Managing BRAM with a proper kernel allocator has been on the to-do list for years, but I've never had the time to pursue it properly.

In principle it shouldn't be too hard, you could probably re-use the kernel's memory zone concept, to create a fast BRAM zone. I've never seen it done nicely, even on other embedded / SoC arch's with fast on-chip memory. It's always a bit of a hack, although maybe there's some precedent in the 2.6 kernel that I didn't see in 2.4. If you are brave, it could be worth a post to the LKML to ask.

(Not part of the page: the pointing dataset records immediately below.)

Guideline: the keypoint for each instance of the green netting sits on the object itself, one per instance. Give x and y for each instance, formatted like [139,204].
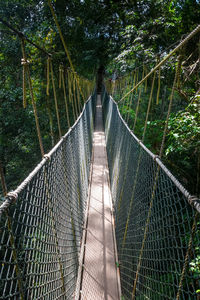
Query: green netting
[156,261]
[41,231]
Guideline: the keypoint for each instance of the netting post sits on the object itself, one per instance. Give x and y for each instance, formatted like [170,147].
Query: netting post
[26,63]
[55,100]
[187,256]
[48,194]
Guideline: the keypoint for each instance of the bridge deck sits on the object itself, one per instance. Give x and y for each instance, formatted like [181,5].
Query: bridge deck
[100,279]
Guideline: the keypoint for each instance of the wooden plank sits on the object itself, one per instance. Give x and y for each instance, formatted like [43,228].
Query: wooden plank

If there's a good model to follow, porting it across to MicroBlaze shouldn't be too hard at all.

The V4/PPC ethernet driver had a hack in it to allow DMA buffer descriptors (BDs) to be managed from BRAM - again it was a bit of a hack, jsut hard coded addresses and memory sizes. The DMA transfers themselves went via main memory, it wus just the descriptors stored in fast on-chip RAM.

Remember also that to make BRAM DMA-addressable you'll have to tie one port to the MicroBlaze DLMB, and the other port to an OPB_BRAM_IF_CNTRL.